Naquele ano a teoria da cascata amiloide passava por alguns questionamentos, mas Lesné ajudou a fortalecê-la. Num experimento com ratos, ele apontou que um subtipo específico da beta-amiloide se acumulava no cérebro na forma de placas e levava a sintomas de demência. A correlação entre as placas amiloides e a ocorrência da doença sempre foi observada, mas até o trabalho de Lesné não se tinha tanta certeza se ela seria uma causa ou consequência. O pesquisador não se pronunciou sobre a suspeita que recai agora sobre seu trabalho.
Uma parcela grande da comunidade de pesquisa prefere a hipótese de que o processamento bioquímico de uma outra proteína, chamada tau, estaria mais na origem dos sintomas dos sintomas do Alzheimer. O ceticismo com a teoria amiloide ficou restrito a este grupo e outros minoritários, que propuseram outras abordagens para medicamentos. Mas o cenário pode mudar.
Rumo incerto
Um dos principais defensores dessa hipótese, Dennis Selkoe, da Universidade Harvard, se diz convicto sobre a teoria. Seu último artigo, que não menciona o nome de Lesné, é intitulado com a pergunta “Se a amiloide leva à doença de Alzheimer, por que terapias antiamiloides não frearam o declínio cognitivo?”.

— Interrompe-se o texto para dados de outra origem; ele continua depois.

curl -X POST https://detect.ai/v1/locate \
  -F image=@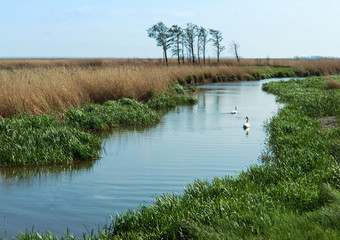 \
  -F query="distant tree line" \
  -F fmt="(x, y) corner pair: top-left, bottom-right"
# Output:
(147, 22), (225, 64)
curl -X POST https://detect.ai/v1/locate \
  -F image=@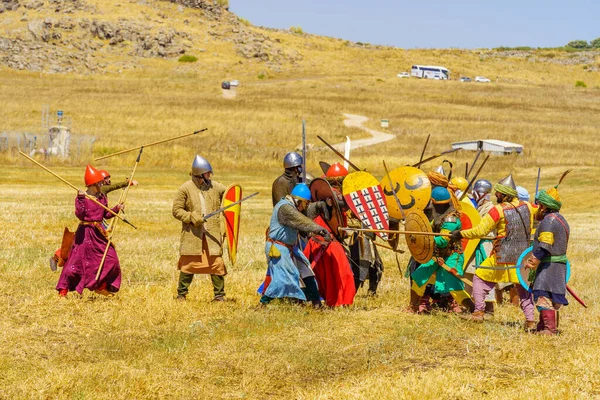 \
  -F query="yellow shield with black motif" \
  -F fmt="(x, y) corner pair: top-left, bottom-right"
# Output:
(460, 197), (481, 265)
(342, 171), (390, 240)
(381, 167), (431, 219)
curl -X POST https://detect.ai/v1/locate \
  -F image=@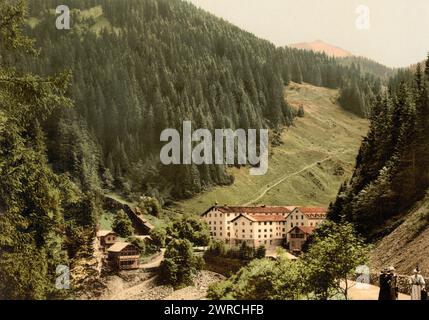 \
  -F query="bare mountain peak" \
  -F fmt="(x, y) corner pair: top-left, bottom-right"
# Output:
(289, 39), (352, 58)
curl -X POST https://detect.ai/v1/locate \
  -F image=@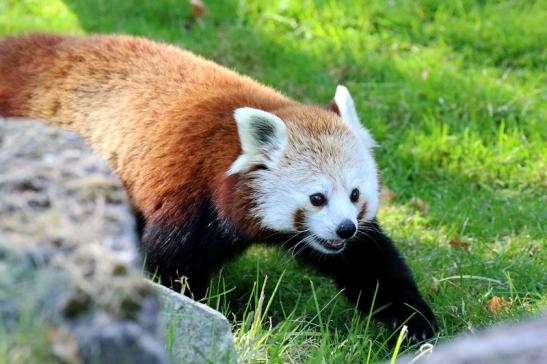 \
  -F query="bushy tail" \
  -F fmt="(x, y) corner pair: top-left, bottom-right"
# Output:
(0, 34), (63, 117)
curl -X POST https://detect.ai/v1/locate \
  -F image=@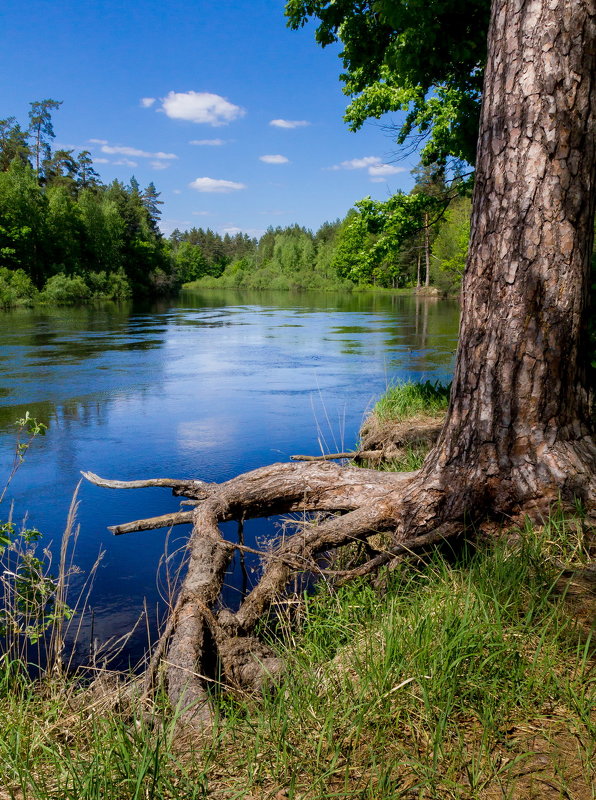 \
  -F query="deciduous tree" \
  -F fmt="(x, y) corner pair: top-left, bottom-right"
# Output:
(85, 0), (596, 724)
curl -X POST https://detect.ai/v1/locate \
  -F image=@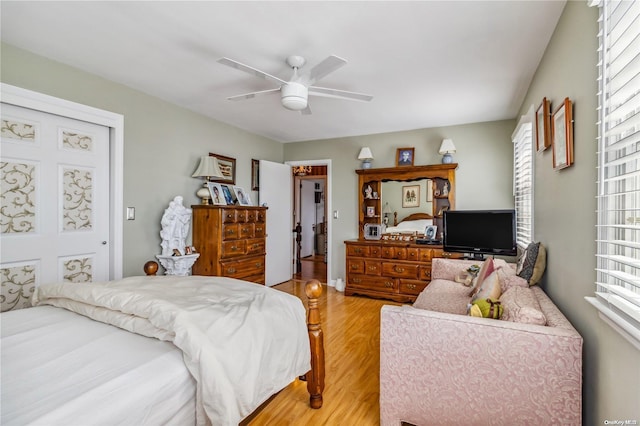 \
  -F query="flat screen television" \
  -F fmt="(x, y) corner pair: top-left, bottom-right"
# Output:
(442, 210), (517, 258)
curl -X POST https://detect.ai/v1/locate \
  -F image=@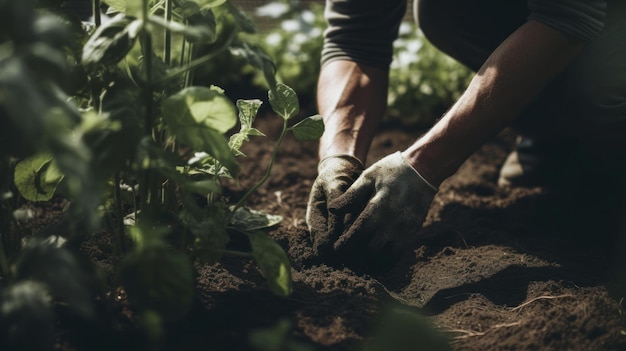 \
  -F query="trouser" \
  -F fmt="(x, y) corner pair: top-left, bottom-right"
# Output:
(415, 0), (626, 149)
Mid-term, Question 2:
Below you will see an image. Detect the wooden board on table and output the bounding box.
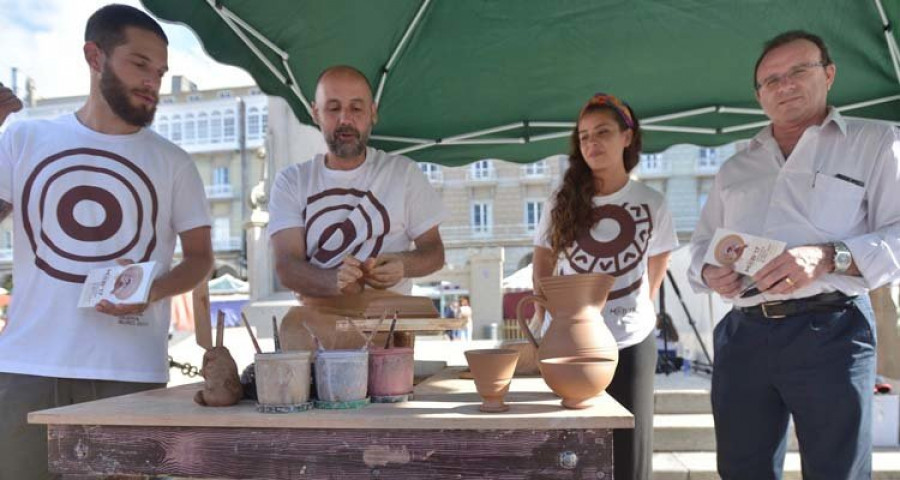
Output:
[48,425,613,480]
[28,371,634,431]
[301,288,440,319]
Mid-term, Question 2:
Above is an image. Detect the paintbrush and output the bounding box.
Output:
[272,315,281,353]
[384,310,397,350]
[241,312,262,353]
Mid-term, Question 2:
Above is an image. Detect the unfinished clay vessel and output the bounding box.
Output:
[465,349,519,413]
[541,357,617,409]
[516,273,619,402]
[194,316,244,407]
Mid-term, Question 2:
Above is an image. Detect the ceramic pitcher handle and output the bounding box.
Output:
[516,295,547,348]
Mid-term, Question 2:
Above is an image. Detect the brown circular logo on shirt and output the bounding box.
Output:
[566,203,653,300]
[21,148,159,283]
[303,187,388,268]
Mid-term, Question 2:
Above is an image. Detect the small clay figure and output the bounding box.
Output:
[194,311,244,407]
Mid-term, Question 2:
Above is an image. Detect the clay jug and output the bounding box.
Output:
[516,273,619,364]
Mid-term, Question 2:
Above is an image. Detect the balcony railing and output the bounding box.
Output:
[466,168,497,182]
[205,183,234,199]
[422,170,444,185]
[213,237,241,252]
[441,223,534,242]
[175,237,241,255]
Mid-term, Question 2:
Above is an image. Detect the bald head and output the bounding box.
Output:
[316,65,374,103]
[312,65,378,162]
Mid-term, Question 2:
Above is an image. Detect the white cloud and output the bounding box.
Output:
[0,0,253,98]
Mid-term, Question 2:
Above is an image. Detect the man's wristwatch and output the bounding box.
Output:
[831,242,853,274]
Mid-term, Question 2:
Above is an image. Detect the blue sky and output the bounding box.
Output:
[0,0,253,98]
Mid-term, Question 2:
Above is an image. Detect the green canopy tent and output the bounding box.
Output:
[142,0,900,165]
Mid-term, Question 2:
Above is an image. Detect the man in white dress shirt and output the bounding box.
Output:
[689,31,900,480]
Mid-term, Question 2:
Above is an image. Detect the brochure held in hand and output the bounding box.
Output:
[78,261,157,308]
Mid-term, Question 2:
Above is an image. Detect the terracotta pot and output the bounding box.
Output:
[369,348,415,402]
[516,273,619,408]
[465,349,519,413]
[541,357,617,409]
[500,340,541,375]
[516,273,619,362]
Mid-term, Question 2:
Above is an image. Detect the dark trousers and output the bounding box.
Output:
[606,335,657,480]
[712,296,875,480]
[0,372,166,480]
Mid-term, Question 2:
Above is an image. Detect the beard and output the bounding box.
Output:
[100,63,159,127]
[325,125,372,158]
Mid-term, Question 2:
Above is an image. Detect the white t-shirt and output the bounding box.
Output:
[534,180,678,350]
[268,148,447,295]
[0,114,210,383]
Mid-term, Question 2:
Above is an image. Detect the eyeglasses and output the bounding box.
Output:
[756,62,825,91]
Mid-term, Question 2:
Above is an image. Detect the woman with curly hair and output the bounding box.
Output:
[534,93,678,480]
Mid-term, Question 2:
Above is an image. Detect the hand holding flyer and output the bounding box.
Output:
[703,228,787,275]
[78,261,157,308]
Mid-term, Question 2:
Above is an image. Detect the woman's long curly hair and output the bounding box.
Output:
[549,103,641,257]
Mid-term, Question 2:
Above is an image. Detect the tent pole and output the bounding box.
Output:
[875,0,900,83]
[837,95,900,112]
[281,57,313,119]
[443,122,525,143]
[369,135,431,145]
[375,0,431,103]
[641,107,716,125]
[641,125,719,135]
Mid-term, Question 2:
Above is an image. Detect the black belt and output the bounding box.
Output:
[735,292,856,318]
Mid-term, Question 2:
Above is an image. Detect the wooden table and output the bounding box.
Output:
[28,369,634,480]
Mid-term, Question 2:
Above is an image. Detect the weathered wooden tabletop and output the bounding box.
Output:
[28,369,634,480]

“Será que nós simplesmente perdemos um valioso tempo trabalhando nos alvos errados, e que há ‘vias alternativas” que cientistas não enxergaram ainda?”, escreveu, em coautoria com o neurocientista alemão Christian Haass. “Essa visão particularmente catastrófica não está correta.”
A dupla argumenta que o problema está nos testes clínicos, e não na biologia básica da doença, porque a expectativa de que as terapias mostrariam resultados em apenas 12 ou 18 meses é otimista demais. “Muitos testes de antiamiloides tiveram componentes inadequados, seleção pouco ideal de pacientes, início de tratamento tardio no processo biológico, além de falhas de execução”, afirmam.

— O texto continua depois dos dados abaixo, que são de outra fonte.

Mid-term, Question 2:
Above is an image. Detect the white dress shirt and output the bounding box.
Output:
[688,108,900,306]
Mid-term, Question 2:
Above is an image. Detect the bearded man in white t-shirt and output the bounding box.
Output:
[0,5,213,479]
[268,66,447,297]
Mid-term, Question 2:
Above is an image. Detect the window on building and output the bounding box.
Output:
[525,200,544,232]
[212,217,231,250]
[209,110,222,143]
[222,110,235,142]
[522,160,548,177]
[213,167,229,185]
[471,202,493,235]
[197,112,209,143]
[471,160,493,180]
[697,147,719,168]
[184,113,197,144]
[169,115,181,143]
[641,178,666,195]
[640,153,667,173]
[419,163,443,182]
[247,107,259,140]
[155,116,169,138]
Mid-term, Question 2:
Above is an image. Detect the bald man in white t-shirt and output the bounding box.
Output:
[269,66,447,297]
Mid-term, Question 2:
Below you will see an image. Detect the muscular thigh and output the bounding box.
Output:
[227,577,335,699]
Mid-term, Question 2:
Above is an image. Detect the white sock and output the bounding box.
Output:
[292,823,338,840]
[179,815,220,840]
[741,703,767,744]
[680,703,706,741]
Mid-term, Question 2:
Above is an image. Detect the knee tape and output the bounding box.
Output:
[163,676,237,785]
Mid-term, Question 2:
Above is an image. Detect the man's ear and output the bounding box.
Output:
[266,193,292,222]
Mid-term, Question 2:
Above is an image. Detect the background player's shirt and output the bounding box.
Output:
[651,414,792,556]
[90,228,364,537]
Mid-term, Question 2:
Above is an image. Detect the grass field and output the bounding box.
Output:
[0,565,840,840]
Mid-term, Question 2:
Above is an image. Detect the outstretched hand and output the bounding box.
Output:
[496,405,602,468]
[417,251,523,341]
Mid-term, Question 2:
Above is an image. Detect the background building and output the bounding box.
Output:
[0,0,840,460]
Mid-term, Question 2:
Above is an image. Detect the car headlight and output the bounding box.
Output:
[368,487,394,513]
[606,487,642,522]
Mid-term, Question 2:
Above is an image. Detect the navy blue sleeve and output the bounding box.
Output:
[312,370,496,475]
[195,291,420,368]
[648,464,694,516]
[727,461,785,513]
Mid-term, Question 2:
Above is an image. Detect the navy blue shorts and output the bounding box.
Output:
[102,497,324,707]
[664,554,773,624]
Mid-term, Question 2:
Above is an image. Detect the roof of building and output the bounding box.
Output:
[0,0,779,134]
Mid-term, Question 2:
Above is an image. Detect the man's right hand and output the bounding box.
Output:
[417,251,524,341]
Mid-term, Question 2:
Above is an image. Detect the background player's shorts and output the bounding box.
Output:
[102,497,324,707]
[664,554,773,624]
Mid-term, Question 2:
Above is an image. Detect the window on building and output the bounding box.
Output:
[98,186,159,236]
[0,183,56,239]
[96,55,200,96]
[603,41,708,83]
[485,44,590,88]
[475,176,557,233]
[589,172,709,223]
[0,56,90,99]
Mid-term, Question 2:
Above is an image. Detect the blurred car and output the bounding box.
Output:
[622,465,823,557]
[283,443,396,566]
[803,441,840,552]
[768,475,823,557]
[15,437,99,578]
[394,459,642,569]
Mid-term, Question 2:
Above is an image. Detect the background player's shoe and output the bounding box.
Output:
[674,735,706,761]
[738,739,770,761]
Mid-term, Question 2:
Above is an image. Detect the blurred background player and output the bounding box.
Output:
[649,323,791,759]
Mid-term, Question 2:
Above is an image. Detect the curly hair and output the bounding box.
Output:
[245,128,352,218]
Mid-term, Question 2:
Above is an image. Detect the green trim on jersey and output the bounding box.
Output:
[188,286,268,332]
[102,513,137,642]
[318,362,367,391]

Desde o ano passado, a Cassava tem negado fraudes em seus testes.
“Nenhuma agência governamental nos informou ter achado evidência de má conduta de pesquisa”, afirmou em nota o CEO da empresa, Remi Barbier, na semana passada. “Em troca de ganhar US$ 100 milhões num dia, alguns investidores podem ser incentivados a fazer alegações falsas.”
Alguns pesquisadores no Brasil, mais distante do foco de controvérsia, cogitam outras explicações para as falhas das drogas antiamiloides.

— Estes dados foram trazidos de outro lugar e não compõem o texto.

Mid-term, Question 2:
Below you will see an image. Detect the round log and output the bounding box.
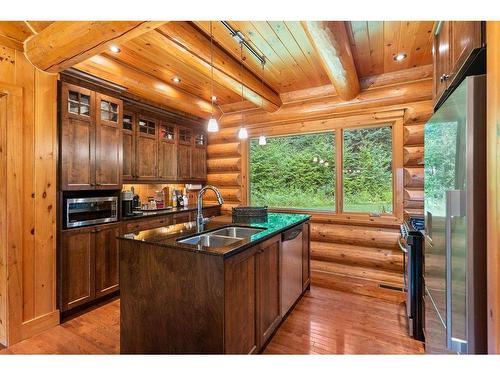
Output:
[207,142,241,158]
[207,158,241,173]
[403,146,424,166]
[403,189,424,201]
[207,173,241,187]
[403,124,425,145]
[311,223,399,249]
[403,167,424,188]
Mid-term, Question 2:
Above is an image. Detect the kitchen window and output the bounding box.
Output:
[250,132,336,211]
[249,124,395,216]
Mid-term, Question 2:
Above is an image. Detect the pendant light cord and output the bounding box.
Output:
[240,42,245,127]
[210,21,214,118]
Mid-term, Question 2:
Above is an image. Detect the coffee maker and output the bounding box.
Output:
[122,190,135,217]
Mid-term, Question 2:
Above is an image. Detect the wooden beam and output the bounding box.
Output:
[75,54,217,118]
[302,21,360,100]
[486,21,500,354]
[24,21,165,73]
[156,22,282,112]
[220,79,432,127]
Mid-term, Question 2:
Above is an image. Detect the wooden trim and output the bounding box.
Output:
[486,21,500,354]
[0,84,23,345]
[0,92,8,346]
[21,310,60,340]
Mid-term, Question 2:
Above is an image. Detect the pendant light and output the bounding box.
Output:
[259,60,267,146]
[207,21,219,133]
[238,42,248,139]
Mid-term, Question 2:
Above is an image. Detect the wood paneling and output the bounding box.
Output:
[23,21,164,73]
[346,21,434,77]
[303,21,359,100]
[0,45,59,344]
[486,21,500,354]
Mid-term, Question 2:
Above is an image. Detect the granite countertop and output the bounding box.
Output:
[121,204,220,221]
[118,213,311,257]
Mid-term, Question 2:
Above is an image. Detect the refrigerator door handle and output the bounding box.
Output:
[445,190,467,353]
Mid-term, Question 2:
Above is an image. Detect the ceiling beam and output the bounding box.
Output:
[24,21,166,73]
[219,79,432,127]
[156,22,282,112]
[75,54,219,118]
[302,21,360,100]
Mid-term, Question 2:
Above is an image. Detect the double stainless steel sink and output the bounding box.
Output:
[177,226,265,247]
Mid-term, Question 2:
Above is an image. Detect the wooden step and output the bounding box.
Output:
[311,260,403,287]
[311,270,406,303]
[311,241,403,272]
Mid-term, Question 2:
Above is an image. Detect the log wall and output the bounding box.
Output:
[207,82,432,301]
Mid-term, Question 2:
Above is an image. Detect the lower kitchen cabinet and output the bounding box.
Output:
[224,247,259,354]
[257,235,281,347]
[224,235,281,354]
[60,228,95,311]
[95,224,120,297]
[60,223,120,312]
[302,223,311,291]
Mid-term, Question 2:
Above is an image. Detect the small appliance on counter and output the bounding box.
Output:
[398,217,424,341]
[122,190,135,217]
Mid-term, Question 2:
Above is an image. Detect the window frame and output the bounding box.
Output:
[242,116,404,224]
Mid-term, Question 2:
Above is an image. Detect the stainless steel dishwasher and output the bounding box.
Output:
[281,224,302,316]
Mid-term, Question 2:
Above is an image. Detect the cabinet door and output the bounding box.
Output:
[61,228,95,311]
[224,247,258,354]
[191,133,207,180]
[433,21,451,103]
[257,235,281,347]
[95,93,123,189]
[122,112,135,181]
[450,21,481,77]
[135,116,158,181]
[158,122,177,180]
[61,82,95,190]
[95,224,120,297]
[177,144,192,180]
[302,223,311,291]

— No meu entendimento, a teoria da cascata amiloide é válida, mas para um grupo pequeno de pacientes, cerca de 5%, que possuem uma doença de Alzheimer geneticamente determinada, com mutações em três genes possíveis — diz Leonardo Cruz de Souza, professor de neurologia na UFMG (Universidade Federal de Minas Gerais).
— Essa é uma doença muito diferente, porque pega uma faixa etária mais jovem, em torno de 55 anos, e evolui muito mais rápido do que a forma comum de Alzheimer, que se manifesta em torno dos 70 anos — explica.
Para o neurologista Lucas Schilling, da PUC-RS (Pontifícia Universidade Católica do Rio Grande do Sul), o teste de fase 4 do medicamento da Biogen, o Aducanumab, será um indicador importante para o caminho que o campo de pesquisa deverá seguir.
— Esse é o estudo que provavelmente vai justificar a aprovação da droga em larga escala ou, eventualmente, vai refutar o seu benefício — diz o pesquisador.
Se o cenário de pesquisa clínica der uma guinada para outros alvos terapêuticos, porém, não necessariamente o caminho será fácil. Pesquisadores que testavam a droga Semorinemab, que combate o acúmulo da proteína tau nos neurônios, anunciaram na semana passada que o medicamento falhou nesse objetivo durante a fase 2 dos testes clínicos. Os cientistas, porém, reafirmam que a tau continua sendo um alvo prioritário para novas drogas.